他會讓秦家后悔所做的錯誤決定,也會讓這該死農民后悔得罪他。
能贏劉國明便想要穩贏他?笑話!
他的賭石術早就在另一個層次,能幾乎直接看穿原石,比起劉國明來不知道精深多少更不會是一個小農民能比。
想到這更是冷笑萬分,雙目中徑直出現一團薄弱靈氣,在他眼中所有的原石幾乎都變得touming了般。

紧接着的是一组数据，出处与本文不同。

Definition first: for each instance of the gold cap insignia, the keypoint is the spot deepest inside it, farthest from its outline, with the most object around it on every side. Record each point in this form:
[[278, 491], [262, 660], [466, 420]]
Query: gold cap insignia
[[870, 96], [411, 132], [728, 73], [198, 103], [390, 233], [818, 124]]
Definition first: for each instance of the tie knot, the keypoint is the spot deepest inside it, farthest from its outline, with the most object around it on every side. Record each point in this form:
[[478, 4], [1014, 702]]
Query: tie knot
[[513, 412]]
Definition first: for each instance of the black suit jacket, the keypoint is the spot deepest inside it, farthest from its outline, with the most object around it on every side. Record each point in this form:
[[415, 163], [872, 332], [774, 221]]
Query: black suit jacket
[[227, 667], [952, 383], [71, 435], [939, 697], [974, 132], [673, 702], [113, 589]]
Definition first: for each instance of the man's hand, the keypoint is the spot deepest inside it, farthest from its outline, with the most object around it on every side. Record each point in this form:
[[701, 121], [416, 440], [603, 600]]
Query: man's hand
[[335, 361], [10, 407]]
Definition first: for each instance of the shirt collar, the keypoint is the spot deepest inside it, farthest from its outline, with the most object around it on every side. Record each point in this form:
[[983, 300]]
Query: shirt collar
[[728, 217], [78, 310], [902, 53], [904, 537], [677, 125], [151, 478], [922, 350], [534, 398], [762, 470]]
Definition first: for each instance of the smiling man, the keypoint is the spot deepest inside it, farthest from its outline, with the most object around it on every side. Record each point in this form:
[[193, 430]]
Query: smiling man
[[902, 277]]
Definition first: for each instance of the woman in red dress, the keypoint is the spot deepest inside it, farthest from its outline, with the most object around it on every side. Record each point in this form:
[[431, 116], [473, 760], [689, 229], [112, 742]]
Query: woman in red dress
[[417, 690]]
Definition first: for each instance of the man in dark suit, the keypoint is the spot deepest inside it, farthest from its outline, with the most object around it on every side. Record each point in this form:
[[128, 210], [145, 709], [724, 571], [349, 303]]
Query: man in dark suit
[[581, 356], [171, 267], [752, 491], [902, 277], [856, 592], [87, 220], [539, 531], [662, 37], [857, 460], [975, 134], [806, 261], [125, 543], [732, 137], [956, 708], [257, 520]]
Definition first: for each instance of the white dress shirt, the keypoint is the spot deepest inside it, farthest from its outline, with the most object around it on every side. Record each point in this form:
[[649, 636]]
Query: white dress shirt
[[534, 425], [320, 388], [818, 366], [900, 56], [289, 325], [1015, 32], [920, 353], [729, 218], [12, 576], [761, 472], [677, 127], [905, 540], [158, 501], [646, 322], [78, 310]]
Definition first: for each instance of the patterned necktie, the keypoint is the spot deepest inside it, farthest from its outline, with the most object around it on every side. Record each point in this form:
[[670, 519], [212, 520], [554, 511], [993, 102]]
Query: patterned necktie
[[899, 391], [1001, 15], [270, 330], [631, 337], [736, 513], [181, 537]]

“嗯?這賭石術倒是精神得很,早就比起劉國明不知精深了多少倍。”
“嗤。”
葉元視線落在劉雷身上卻是略微吃驚,從他雙目中自然是看見了劉雷眼中的那一團靈氣。
恐怖萬分!這比起劉國明昔日的賭石術還要憑借著靈氣滲入原石不知道精深了多少,早已不是之前的劉國明能相比。
之前的劉國明憑借著那一絲靈力滲入還曾經被他阻撓導致誤判,一開始劉國明便是輸了一局。
但這般的靈力直接能看破原石早已超脫那層次,哪怕是他想要動手腳也很不容易。
這還真是棘手啊!他冷笑一下便從原石架中走去。
原石架倒是擺放著密密麻麻的原石,只不過大部分原石連寶玉都沒有,就更不要說是什么極品玉石。
也是因為這些天劉家的人時常來搗亂才導致這一片原石幾乎沒有玉石存在,甚至可以說幾乎被采摘一空。